Twitter advises that Moments creators should create titles that are short and intriguing, and try to keep their descriptions under 30 words.
Twitter provides @VirginMedia as an example of this, with their recent Moment featuring Usain Bolt utilizing minimal text to put more focus on the main content.
Tweet and Promote your brand Moment
And the last point is probably more self-serving, from a Twitter ads perspective. Twitter advises that brands can use Promoted Tweets and Twitter’s audience targeting capabilities to amplify their brand Moments.
“And of course, you always have the option to share your Moment organically with your followers. Using Pinned Tweets, brands can also push their Moment to the top of their timeline to drive further engagement.”

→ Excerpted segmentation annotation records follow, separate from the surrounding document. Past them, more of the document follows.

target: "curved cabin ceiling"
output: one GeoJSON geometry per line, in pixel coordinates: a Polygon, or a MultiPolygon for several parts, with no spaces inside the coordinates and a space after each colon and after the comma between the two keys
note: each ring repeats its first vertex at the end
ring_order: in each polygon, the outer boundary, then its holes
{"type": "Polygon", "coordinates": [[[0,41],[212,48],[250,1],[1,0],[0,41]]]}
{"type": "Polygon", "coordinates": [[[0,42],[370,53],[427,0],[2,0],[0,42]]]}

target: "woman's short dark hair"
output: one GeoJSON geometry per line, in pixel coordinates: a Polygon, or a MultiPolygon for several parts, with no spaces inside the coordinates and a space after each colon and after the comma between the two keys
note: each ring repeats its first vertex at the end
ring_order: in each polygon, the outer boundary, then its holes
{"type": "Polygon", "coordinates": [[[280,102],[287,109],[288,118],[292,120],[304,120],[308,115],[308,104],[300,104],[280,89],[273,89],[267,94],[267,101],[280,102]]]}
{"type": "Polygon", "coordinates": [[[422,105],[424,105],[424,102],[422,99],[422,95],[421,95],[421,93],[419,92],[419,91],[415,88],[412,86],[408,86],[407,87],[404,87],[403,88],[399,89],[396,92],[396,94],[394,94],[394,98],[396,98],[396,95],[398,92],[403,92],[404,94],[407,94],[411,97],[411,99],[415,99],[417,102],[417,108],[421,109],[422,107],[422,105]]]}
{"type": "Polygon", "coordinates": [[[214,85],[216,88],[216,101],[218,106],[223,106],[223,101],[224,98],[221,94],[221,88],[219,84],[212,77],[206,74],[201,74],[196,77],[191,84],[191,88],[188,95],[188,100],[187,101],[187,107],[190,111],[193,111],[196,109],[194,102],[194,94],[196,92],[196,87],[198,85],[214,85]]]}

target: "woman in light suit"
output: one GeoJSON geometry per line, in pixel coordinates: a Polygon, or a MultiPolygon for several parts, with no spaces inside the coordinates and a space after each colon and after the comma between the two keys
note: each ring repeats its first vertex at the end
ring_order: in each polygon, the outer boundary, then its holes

As you can see, there’s more to Moments than you may have thought, and the presentation options – particularly with the focus on full-screen mobile display – are great. Using these notes as a guide, you’ll likely be able to come up with a whole range of ways in which Moments can be used to showcase and highlight your brand and offerings – and what’s more, Moments are easy to create. Sure, the process itself is a little clunky, but they don’t require in-depth technical knowledge or know-how, anyone can create a Moment, given a little time and inspiration.
While it hasn’t taken off as Twitter might have hoped, Moments can be a powerful tool, and it’s worth another look now that everyone has access.
If you want to try your hand at creating a Moment, select the “Moments” option from the drop-down listing on the desktop site (or on the “Moments” tab alongside “Lists”).
From there, the option to create your own Moment is on the right of screen – you can currently only create Moments from the desktop site, it’s not available via mobile.
From there, the creation tool will take you through the process – it takes some back and forth to learn the details of how it all works, but it’s relatively straight-forward once you get the hang of it.